If I had a dollar for every time someone asked me “What do I do about millennials?” I’d be a wealthy woman.
Everyday I have the privilege of speaking to C-level, HR and Talent & Development professionals across the US and Canada about their performance management needs.
And about half of the time millennials come up.
I’m almost as sick of hearing about millennials as they are of hearing about themselves. (And I know this to be true because I’ve asked them.)
However, Millennials are our new, energetic and disruptive thinking talent.
I love these opportunities to network and learn from other best of breed providers and see what new idea or product might shake up our industry next.
After a long day of working our booth and chatting with professionals from all over the globe, we headed back to the hotel and stopped at the bar first to unwind.
Within a few minutes a group of four young women came in to apparently do the same. I immediately spotted them because of their matching shirts – and realized they all work for a competitor.
My next observation was that these women were also millennials. Ah. Now was my chance.
I’ve wanted to know more about this particular competitor’s culture, and the company itself, for some time, and what luck I had with being able to also gain this information from millennials’ perspective.
I seized my opportunity and walked over and asked if I could join them for a drink.
These sweet women turned out to be some of the nicest, most genuine ladies I’ve met.
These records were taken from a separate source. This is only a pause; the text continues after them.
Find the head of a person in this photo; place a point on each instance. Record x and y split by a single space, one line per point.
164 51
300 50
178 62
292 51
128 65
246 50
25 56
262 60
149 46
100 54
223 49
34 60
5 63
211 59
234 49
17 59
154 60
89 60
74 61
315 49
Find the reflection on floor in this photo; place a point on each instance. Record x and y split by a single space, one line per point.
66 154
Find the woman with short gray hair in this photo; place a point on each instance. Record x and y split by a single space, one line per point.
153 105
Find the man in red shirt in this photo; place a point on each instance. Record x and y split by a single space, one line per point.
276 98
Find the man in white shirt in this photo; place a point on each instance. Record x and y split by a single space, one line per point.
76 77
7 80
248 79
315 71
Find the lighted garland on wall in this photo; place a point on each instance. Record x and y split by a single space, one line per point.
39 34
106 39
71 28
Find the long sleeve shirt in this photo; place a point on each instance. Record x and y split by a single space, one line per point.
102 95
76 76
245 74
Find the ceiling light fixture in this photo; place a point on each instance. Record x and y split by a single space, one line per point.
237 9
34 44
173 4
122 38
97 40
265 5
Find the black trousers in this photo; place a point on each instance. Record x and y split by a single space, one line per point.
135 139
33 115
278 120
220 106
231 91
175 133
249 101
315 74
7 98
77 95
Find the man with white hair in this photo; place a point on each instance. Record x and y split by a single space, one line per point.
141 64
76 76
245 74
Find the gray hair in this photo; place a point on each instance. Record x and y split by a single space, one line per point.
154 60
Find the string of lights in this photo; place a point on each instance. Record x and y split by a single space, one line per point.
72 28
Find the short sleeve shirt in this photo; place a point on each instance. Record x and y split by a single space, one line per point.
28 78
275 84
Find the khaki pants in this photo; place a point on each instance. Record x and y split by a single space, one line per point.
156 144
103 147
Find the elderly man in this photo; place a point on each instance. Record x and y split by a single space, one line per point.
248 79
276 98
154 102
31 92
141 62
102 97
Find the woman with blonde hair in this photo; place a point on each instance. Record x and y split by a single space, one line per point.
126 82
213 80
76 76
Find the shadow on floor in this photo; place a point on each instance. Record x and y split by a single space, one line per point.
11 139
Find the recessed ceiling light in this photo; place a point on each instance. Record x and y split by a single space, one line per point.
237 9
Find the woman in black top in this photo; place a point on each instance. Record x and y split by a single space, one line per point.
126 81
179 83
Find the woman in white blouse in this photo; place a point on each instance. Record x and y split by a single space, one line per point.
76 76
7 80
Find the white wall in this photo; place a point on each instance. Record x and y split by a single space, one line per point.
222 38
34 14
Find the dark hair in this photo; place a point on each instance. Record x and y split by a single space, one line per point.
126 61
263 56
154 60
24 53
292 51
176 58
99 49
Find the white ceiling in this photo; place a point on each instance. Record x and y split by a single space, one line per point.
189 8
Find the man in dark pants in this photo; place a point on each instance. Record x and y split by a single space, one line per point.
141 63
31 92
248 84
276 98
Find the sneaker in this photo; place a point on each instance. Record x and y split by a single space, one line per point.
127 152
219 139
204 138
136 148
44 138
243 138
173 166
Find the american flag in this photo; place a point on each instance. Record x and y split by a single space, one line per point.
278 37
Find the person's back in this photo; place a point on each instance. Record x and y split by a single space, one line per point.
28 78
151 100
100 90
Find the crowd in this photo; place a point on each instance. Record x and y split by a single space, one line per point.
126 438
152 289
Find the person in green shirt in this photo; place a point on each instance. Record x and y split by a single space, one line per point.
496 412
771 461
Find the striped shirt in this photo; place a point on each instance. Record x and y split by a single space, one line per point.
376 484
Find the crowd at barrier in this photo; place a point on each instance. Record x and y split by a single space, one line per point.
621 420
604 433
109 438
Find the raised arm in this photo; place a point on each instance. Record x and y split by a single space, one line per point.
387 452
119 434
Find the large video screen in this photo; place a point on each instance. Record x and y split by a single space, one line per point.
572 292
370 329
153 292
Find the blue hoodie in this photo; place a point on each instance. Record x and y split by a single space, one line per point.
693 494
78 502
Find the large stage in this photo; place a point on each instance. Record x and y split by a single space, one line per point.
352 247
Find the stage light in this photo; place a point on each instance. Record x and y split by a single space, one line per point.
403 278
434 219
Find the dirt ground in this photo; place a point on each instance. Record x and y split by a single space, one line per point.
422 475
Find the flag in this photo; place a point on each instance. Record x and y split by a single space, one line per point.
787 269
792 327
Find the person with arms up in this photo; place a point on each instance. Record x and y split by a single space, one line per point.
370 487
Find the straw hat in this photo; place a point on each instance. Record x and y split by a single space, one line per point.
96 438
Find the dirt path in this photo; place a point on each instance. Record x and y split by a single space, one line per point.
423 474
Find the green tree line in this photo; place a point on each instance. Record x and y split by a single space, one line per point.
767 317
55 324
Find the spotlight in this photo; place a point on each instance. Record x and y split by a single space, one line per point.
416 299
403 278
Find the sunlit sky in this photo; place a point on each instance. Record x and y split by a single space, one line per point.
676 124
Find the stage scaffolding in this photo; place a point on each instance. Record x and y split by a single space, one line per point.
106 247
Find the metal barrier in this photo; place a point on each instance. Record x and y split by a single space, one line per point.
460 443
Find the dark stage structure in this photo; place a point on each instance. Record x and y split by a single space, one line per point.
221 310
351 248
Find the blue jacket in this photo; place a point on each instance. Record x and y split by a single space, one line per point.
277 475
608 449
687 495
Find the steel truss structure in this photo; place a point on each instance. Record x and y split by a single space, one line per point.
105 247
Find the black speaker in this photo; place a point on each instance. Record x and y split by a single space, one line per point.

And what’s more – I could tell these were Star employees. One lady had been at the conference since Thursday overseeing their booth construction, caring intensely about every detail. AND she chose to keep supporting her team by working in the booth during the show when she could have simply relaxed for a few days until tear down. Engaged employee for sure.
As we worked through introductions, I asked deeper questions about their work and their backgrounds. It became evident that they truly loved their jobs and the company they worked for. Huh.
Now I could ask the really important question – “Why do you like working there so much?”
What came next was not all that surprising, but the lack of a particular answer was. I’m going to save that nugget for last.
The first woman explained how their company truly valued work-life balance, and spoke about the internal and external amenities that helped them decompress and recharge. All things you’ve heard and would expect. One particular amenity I found interesting was how much they liked their “snack wall.” They pointed to the hotel wall where a few rows of chips and bars sat. “That’s it?” I thought. “What an inexpensive way to engage millennials.”
But there was more.
Another lady spoke about their training, and how comprehensive it was when they were onboarded. She continued, “They really give us the tools to be successful.” This might not sound earth shattering, but for young professionals right out of college, they need and want all the training they can get. Here’s the fact too many companies miss – millennials actually want to do an outstanding job for you. They desperately want to be successful, and they don’t want to feel like they’re on their own. Come alongside them, invest in them and then watch what they can do.
Another lady spoke about her short stint at a prior company, and how horrible the experience was. She’s even more grateful for this company who she felt really valued her as a person and believed she could be successful.
Stories continued how their CEO addresses the company on a regular basis, keeping them informed of the company’s vision and exciting them about where the company is headed. He then caps off the message by stating, “Now meet me out on the beach!” (They have a company “Beach Day” where they get to bond and relax, and the CEO himself apparently joins them.)
The stories and examples continued, but again I noticed the glaring lack of one particular statement I expected: “They pay us well.”
In fact, pay or financial incentives NEVER came up.
We’ve heard that “non-financial incentives in the workplace continually rank higher than financial incentives when engaging employees, but we expect to still hear that money is what really counts.”*
My group of four millennials is certainly not a scientific study, but I believe it is noteworthy that not one comment was made about pay.
Millennial employees want simple things, but companies continue to make this hard. Why? “Nonfinancial ways to motivate people do, on the whole, require more time and commitment from senior managers. One HR director states that managers tend to ‘hide’ in their offices. This lack of interaction between managers and their people creates a highly damaging void that saps employee engagement.”*
So where do companies begin to engage Star Employees, and attract more of them?
Simply start somewhere. Do something about one thing instead of nothing about everything.
Ask employees what motivates them, and then do something about one of those items. Be a caring leader. Check in with employees, more than once a year, even once a quarter. Performance Culture Check-ins are a great way to start.
Financial incentives will always have a place in business. But organizations that begin to shift more resources towards valuing and rewarding employees on a more personal level, may reap the benefits 10-fold when it comes to achieving higher employee engagement and satisfaction.